Sekretaris DPRD Maluku, Farhatun Rabiah Samal, mengatakan hingga memasuki triwulan III tahun 2026, sebanyak tujuh Ranperda telah menyelesaikan tahapan studi banding. Tahap tersebut dilakukan untuk memperoleh referensi dan pembelajaran dari daerah lain sebagai bagian dari proses penyusunan regulasi.
“Selanjutnya Ranperda tersebut memasuki pembahasan tahap pertama bersama OPD dan para pemangku kepentingan sebelum dilanjutkan ke tahapan uji publik,” ujar Farhatun.

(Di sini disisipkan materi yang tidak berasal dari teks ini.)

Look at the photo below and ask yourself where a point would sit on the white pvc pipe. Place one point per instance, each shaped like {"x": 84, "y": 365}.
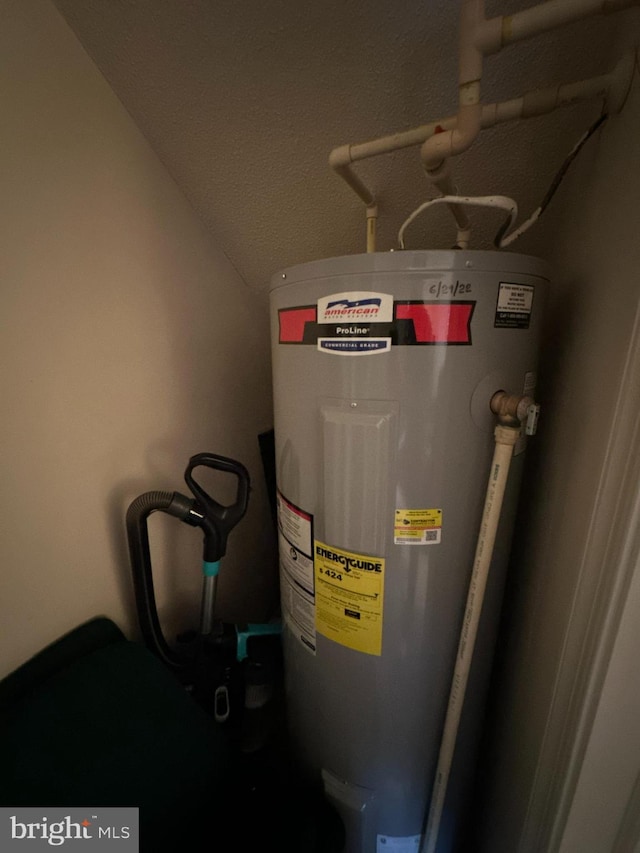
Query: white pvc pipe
{"x": 496, "y": 33}
{"x": 505, "y": 439}
{"x": 535, "y": 102}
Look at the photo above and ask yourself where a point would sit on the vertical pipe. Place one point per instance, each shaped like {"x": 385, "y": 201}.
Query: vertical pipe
{"x": 505, "y": 439}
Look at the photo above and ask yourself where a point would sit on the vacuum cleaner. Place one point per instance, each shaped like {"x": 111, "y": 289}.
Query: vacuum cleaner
{"x": 231, "y": 670}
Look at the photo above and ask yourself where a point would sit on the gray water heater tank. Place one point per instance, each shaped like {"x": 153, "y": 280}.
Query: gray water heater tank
{"x": 384, "y": 366}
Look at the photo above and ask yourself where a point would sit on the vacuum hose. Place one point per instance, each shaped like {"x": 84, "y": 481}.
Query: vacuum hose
{"x": 184, "y": 508}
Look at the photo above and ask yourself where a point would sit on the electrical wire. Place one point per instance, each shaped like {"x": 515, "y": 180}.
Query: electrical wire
{"x": 495, "y": 201}
{"x": 502, "y": 238}
{"x": 505, "y": 237}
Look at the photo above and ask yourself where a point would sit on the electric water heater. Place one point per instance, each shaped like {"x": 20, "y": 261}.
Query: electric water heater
{"x": 384, "y": 366}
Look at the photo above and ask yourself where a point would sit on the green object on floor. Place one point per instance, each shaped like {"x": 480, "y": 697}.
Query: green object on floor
{"x": 96, "y": 720}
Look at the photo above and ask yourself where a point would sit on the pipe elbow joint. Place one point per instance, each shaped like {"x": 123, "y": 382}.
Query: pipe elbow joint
{"x": 436, "y": 151}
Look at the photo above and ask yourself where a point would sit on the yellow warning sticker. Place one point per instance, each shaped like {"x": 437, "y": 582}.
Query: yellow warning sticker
{"x": 349, "y": 594}
{"x": 417, "y": 527}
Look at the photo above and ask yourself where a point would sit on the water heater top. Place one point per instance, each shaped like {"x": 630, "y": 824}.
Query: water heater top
{"x": 412, "y": 261}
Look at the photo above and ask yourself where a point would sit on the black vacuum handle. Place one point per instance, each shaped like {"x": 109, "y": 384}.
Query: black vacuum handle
{"x": 218, "y": 520}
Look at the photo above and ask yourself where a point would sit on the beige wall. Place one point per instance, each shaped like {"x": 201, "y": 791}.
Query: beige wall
{"x": 127, "y": 344}
{"x": 591, "y": 239}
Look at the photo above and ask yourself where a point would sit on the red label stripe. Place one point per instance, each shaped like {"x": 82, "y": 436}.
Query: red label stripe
{"x": 292, "y": 323}
{"x": 439, "y": 323}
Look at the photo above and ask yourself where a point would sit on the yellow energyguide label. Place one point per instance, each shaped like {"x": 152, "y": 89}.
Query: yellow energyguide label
{"x": 349, "y": 591}
{"x": 417, "y": 527}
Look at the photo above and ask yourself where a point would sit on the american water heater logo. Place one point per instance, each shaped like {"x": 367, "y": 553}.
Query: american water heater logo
{"x": 33, "y": 829}
{"x": 356, "y": 307}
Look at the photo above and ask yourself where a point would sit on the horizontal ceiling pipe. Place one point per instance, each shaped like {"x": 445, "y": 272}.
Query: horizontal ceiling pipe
{"x": 535, "y": 102}
{"x": 478, "y": 37}
{"x": 496, "y": 33}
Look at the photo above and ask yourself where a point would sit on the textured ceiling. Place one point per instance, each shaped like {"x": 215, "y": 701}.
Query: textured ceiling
{"x": 243, "y": 102}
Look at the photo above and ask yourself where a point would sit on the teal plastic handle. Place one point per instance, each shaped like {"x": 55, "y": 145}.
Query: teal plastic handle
{"x": 210, "y": 570}
{"x": 254, "y": 629}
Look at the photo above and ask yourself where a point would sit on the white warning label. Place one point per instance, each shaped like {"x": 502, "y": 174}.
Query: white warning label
{"x": 513, "y": 310}
{"x": 398, "y": 844}
{"x": 297, "y": 586}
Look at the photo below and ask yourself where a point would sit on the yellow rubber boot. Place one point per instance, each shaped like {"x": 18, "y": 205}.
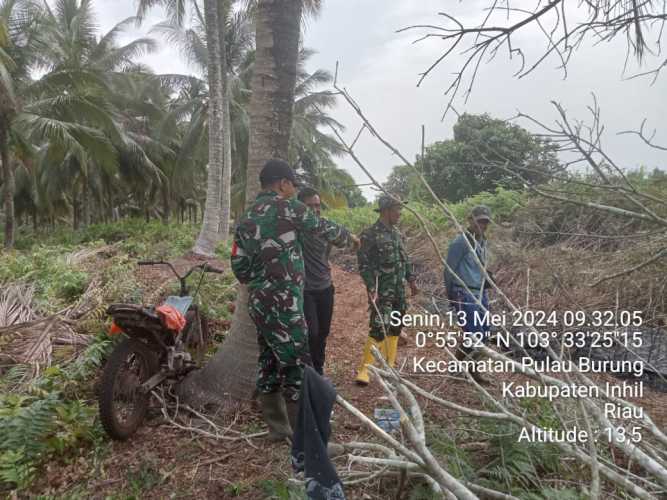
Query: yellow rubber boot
{"x": 392, "y": 350}
{"x": 367, "y": 359}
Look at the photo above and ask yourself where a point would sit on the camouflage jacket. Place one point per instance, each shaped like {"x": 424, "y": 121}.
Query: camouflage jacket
{"x": 268, "y": 250}
{"x": 383, "y": 258}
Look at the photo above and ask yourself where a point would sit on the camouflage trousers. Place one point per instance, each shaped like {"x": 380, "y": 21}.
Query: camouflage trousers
{"x": 282, "y": 341}
{"x": 380, "y": 324}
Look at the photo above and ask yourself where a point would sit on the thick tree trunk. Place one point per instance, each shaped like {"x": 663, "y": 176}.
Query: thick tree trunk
{"x": 8, "y": 186}
{"x": 232, "y": 371}
{"x": 209, "y": 236}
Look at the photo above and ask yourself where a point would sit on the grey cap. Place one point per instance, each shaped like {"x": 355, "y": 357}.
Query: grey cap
{"x": 386, "y": 201}
{"x": 481, "y": 212}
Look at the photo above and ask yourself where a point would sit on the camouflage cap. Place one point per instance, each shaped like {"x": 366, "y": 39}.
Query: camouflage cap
{"x": 386, "y": 201}
{"x": 481, "y": 212}
{"x": 275, "y": 170}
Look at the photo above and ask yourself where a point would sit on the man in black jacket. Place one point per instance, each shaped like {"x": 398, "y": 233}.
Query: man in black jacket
{"x": 318, "y": 296}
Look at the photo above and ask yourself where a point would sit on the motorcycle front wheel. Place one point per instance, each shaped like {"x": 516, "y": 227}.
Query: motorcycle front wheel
{"x": 122, "y": 404}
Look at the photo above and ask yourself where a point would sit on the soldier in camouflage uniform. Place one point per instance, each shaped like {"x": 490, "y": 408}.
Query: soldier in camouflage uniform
{"x": 385, "y": 268}
{"x": 267, "y": 257}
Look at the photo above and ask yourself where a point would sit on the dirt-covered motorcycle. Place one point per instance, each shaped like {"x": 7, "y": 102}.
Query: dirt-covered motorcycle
{"x": 154, "y": 351}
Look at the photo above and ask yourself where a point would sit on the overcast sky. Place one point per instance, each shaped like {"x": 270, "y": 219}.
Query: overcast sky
{"x": 380, "y": 68}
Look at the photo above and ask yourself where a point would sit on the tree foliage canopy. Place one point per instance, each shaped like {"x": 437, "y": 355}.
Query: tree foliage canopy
{"x": 470, "y": 162}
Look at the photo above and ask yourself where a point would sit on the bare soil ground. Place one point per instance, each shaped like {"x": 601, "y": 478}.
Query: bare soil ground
{"x": 164, "y": 462}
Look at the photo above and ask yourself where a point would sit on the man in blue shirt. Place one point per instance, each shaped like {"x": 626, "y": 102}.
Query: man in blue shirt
{"x": 466, "y": 270}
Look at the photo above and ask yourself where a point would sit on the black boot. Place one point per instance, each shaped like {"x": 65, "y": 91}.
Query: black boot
{"x": 275, "y": 416}
{"x": 292, "y": 406}
{"x": 333, "y": 449}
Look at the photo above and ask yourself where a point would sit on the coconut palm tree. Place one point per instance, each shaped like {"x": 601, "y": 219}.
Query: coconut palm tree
{"x": 215, "y": 223}
{"x": 19, "y": 22}
{"x": 231, "y": 372}
{"x": 239, "y": 56}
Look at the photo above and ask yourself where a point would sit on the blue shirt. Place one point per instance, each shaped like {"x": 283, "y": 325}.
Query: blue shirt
{"x": 462, "y": 261}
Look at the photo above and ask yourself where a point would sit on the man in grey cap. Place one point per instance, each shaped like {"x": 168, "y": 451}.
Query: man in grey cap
{"x": 465, "y": 270}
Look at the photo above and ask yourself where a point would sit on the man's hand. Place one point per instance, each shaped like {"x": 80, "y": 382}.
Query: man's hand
{"x": 355, "y": 244}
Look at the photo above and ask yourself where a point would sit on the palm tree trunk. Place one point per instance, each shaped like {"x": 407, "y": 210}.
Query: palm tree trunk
{"x": 209, "y": 235}
{"x": 8, "y": 186}
{"x": 233, "y": 369}
{"x": 166, "y": 209}
{"x": 75, "y": 206}
{"x": 85, "y": 202}
{"x": 226, "y": 189}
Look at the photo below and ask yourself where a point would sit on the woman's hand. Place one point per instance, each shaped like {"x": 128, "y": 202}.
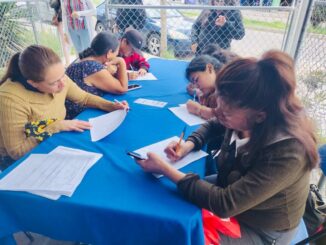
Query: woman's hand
{"x": 194, "y": 47}
{"x": 74, "y": 15}
{"x": 142, "y": 72}
{"x": 193, "y": 107}
{"x": 153, "y": 164}
{"x": 121, "y": 105}
{"x": 112, "y": 68}
{"x": 117, "y": 61}
{"x": 175, "y": 152}
{"x": 74, "y": 125}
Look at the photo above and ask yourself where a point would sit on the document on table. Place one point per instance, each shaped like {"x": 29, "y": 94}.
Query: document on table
{"x": 106, "y": 124}
{"x": 155, "y": 103}
{"x": 148, "y": 76}
{"x": 184, "y": 115}
{"x": 51, "y": 175}
{"x": 159, "y": 147}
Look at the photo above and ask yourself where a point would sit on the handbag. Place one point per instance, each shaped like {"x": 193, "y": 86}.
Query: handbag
{"x": 55, "y": 4}
{"x": 315, "y": 212}
{"x": 55, "y": 20}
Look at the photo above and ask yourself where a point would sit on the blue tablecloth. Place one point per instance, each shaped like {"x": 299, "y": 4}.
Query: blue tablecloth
{"x": 117, "y": 203}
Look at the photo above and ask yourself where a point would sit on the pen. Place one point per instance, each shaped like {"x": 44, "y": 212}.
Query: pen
{"x": 195, "y": 93}
{"x": 177, "y": 148}
{"x": 119, "y": 102}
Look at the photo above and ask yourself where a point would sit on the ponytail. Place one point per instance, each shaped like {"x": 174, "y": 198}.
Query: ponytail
{"x": 30, "y": 64}
{"x": 13, "y": 72}
{"x": 86, "y": 53}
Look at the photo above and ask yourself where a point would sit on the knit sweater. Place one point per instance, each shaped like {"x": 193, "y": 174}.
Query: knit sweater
{"x": 269, "y": 195}
{"x": 19, "y": 106}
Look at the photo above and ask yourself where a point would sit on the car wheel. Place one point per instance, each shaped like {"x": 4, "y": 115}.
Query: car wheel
{"x": 99, "y": 27}
{"x": 154, "y": 44}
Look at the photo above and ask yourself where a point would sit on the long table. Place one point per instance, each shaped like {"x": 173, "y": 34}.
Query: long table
{"x": 117, "y": 203}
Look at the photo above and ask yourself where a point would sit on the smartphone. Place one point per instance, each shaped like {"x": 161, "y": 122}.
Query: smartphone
{"x": 133, "y": 86}
{"x": 135, "y": 155}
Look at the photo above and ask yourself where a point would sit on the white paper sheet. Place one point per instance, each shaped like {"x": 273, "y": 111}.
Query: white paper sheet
{"x": 155, "y": 103}
{"x": 51, "y": 175}
{"x": 184, "y": 115}
{"x": 147, "y": 76}
{"x": 159, "y": 147}
{"x": 106, "y": 124}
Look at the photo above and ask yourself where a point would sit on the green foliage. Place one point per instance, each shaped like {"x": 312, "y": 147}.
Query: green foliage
{"x": 12, "y": 32}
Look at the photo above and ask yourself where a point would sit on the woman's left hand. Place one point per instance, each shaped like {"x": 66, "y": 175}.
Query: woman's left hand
{"x": 74, "y": 15}
{"x": 153, "y": 164}
{"x": 121, "y": 105}
{"x": 142, "y": 72}
{"x": 220, "y": 21}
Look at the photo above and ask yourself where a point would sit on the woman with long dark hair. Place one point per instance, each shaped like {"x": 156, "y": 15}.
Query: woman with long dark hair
{"x": 32, "y": 96}
{"x": 265, "y": 160}
{"x": 98, "y": 70}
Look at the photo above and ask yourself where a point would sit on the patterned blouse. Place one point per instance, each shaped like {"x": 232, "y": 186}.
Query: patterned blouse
{"x": 77, "y": 72}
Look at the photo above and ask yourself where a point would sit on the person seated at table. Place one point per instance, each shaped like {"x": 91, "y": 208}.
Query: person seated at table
{"x": 202, "y": 72}
{"x": 32, "y": 96}
{"x": 99, "y": 70}
{"x": 265, "y": 161}
{"x": 130, "y": 45}
{"x": 206, "y": 79}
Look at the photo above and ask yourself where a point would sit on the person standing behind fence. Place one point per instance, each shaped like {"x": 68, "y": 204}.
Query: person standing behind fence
{"x": 78, "y": 19}
{"x": 266, "y": 157}
{"x": 130, "y": 45}
{"x": 57, "y": 21}
{"x": 32, "y": 96}
{"x": 99, "y": 70}
{"x": 135, "y": 18}
{"x": 216, "y": 26}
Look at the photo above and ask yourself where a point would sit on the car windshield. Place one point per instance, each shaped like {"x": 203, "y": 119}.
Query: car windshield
{"x": 155, "y": 13}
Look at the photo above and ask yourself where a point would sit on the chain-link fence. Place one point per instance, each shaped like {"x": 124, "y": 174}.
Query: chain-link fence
{"x": 178, "y": 28}
{"x": 311, "y": 63}
{"x": 23, "y": 23}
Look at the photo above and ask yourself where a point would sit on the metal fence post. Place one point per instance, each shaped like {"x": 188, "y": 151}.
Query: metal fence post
{"x": 298, "y": 25}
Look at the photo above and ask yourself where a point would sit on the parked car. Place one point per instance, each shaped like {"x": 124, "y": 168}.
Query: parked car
{"x": 178, "y": 28}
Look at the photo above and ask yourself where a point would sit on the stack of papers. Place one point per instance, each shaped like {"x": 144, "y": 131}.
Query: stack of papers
{"x": 106, "y": 124}
{"x": 182, "y": 112}
{"x": 51, "y": 175}
{"x": 159, "y": 147}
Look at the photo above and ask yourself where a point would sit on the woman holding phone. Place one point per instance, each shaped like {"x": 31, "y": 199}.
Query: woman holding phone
{"x": 265, "y": 160}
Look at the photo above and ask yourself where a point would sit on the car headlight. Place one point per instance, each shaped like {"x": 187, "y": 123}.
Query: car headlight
{"x": 177, "y": 35}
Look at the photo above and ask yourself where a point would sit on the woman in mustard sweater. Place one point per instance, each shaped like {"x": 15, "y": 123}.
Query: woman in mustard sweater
{"x": 32, "y": 102}
{"x": 265, "y": 159}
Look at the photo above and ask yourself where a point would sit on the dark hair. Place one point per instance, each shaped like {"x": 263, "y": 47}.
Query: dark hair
{"x": 268, "y": 85}
{"x": 102, "y": 43}
{"x": 200, "y": 62}
{"x": 223, "y": 56}
{"x": 30, "y": 64}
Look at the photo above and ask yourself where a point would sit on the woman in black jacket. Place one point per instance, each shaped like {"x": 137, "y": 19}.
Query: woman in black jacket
{"x": 217, "y": 26}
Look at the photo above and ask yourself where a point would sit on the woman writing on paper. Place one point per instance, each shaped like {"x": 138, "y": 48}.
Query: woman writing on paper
{"x": 32, "y": 96}
{"x": 265, "y": 159}
{"x": 99, "y": 70}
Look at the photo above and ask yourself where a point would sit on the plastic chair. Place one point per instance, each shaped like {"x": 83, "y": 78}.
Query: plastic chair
{"x": 322, "y": 154}
{"x": 321, "y": 182}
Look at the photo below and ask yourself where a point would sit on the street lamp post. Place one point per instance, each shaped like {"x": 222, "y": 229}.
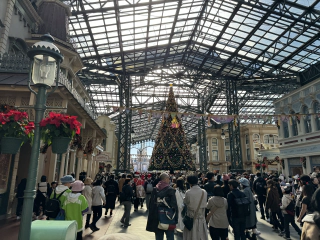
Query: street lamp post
{"x": 45, "y": 58}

Rabiah Samal kepada wartawan digedung DPRD Maluku, Rabu, (22/7/2026).
Selain itu, satu Ranperda usulan Pemerintah Provinsi Maluku tentang pemberian insentif dan kemudahan berusaha kini menjadi fokus Panitia Khusus (Pansus). Pembahasannya dilakukan secara intensif agar dapat segera ditetapkan menjadi Perda. Tak hanya itu, empat Ranperda lainnya juga telah menuntaskan studi banding dan bersiap memasuki tahapan uji publik setelah melalui pembahasan tahap II bersama organisasi perangkat daerah (OPD) serta stakeholder terkait.